Optimization of the regioselective Suzuki-Miyaura reaction.

Entry	Pd (0.04 equiv.)	Temp (°C)	Time (h)	2 (%)	3a (%)	4 (%)	5 (%)
1 a	Pd(PPh3)4	25	1.5	100	-	-	-
2 a	Pd(PPh3)4	60	48	25	28	26	21
3 a	Pd(PPh3)4	60 MW	1.0	29	22	23	26
4 a	Pd(PPh3)4	80 MW	1.0	12	24	27	37
5 a	PdCl2(PPh3)2	60 MW	1.0	48	27	16	9
6 a	Pd(DPPF)Cl2	60 MW	1.0	42	37	14	7
7 c	Pd(OAc)2	60 MW	1.0	20	60	traces	8
8 a	Pd(OAc)2/Xantphos	60 MW	1.0	18	58	9	15
9 c	Pd(OAc)2/PPh3	60 MW	1.0	16	30	24	14
10 c	Pd(OAc)2	80 MW	1.0	5	36	traces	26
11 c	Pd(OAc)2	70 MW	1.0	10	41	traces	19
12 b,c	Pd(OAc)2	60 MW	2.0	13	64	traces	9

a LC/MS ratio; b 1.3 equiv. of phenylboronic acid; c Isolated yields.

So, the best reaction conditions were 1 equivalent of imidazole 2, 1.3 equivalents of phenyl-boronic acid, 0.04 equivalents of palladium acetate and 3 equivalents of sodium carbonate in DME/EtOH/H2O (3/1/1) for 2 h at 60 °C under microwave irradiation. With the optimized reaction conditions in hand, we assessed the scope and limitations of the regioselective Suzuki-Miyaura reaction of 2,4-dibromo-1-methyl-5-nitro-1H-imidazole (2). A variety of substituted arylboronic acids (with both electron-donating or electron-withdrawing groups) were used to give the corresponding coupling products 3a–i in moderate to good yields (55–65%). However, the use of hydroxymethylphenylboronic acid (3i) and boronic acids substituted by withdrawing groups such as NO2 or CF3 required a temperature increase to 65 °C (Table 2, Compounds 3c, 3d). On the other hand, the use of heteroarylboronic acids (pyridine-3-ylboronic acid, 5-methylthiophen-2-ylboronic acid) led to very low conversion under our optimal conditions. Increasing the temperature in these cases improved the yield of the corresponding dicoupled product.

Table 2

Scope of the regioselective Suzuki-Miyaura reaction.

Compound	R1	Yield (%)
3a	C6H5	64
3b	p-(OCH3)-C6H4	65
3c a	p-(CF3)-C6H4	62
3d a	m-(NO2)-C6H4	61
3e	p-(CN)-C6H4	64
3f	p-(F)-C6H4	62
3g	m, m, p-(OCH3)-C6H2	55
3h	p-(CH3)-C6H4	63
3i a	p-(CH2OH)-C6H4	58

Reaction conditions: boronic acids (1.3 equiv.), Pd(OAc)2 (0.04 equiv.), Na2CO3 (3 equiv.), DME/EtOH/H2O (3/1/1), MW, 60 °C, 2 h. a MW, 65 °C, 2 h.

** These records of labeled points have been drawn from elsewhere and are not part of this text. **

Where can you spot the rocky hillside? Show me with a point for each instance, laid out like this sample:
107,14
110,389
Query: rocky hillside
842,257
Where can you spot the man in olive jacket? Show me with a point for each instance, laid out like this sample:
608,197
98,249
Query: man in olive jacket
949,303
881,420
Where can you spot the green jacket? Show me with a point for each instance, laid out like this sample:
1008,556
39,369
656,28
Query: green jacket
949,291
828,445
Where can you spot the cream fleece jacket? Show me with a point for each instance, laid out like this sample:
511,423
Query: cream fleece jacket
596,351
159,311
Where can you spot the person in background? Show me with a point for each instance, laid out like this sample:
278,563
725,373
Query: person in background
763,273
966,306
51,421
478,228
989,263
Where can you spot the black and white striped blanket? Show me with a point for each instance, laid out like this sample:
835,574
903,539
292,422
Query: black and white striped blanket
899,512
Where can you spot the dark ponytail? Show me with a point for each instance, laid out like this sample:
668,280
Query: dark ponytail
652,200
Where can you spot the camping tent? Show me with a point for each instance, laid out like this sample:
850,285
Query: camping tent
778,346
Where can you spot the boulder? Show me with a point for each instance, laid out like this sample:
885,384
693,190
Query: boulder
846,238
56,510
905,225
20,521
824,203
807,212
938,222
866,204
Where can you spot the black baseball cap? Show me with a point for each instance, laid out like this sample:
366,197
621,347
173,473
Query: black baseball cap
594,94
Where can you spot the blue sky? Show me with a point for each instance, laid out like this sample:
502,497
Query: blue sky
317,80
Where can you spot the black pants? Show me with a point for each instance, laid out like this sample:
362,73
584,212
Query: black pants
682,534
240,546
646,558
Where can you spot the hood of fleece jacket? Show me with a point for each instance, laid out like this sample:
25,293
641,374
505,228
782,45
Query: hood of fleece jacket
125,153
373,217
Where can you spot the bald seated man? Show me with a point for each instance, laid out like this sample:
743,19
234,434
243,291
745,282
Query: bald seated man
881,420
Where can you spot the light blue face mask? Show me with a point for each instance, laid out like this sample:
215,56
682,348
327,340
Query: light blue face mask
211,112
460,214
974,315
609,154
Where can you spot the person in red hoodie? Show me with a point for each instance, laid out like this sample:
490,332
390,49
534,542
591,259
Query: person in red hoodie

The X-ray crystal structure (Figure 1) was determined for compound 3c to confirm the regioselective Suzuki-Miyaura reaction on 4-position of 2,4-dibromo-1-methyl-5-nitro-1H-imidazole (2).

Figure 1

X-ray crystal structure of compound 3c.

Following optimization of the regioselective Suzuki-Miyaura reaction, we investigated the one-pot regioselective bis-Suzuki-Miyaura reactions of 2,4-dibromo-1-methyl-5-nitro-1H-imidazole (2).

The sequential one-pot two-step bis-Suzuki-Miyaura reactions of compound 2 were studied using phenylboronic acid and 4-methoxyphenylboronic acid under microwave irradiation. Phenylboronic acid can be expected to react selectively at the C-4 position, with the subsequent addition of 4-methoxyphenylboronic acid leading to reaction at the C-2 position of compound 2 (Table 3).

Table 3

Optimization of the second step of the one-pot regioselective bis-Suzuki-Miyaura reaction.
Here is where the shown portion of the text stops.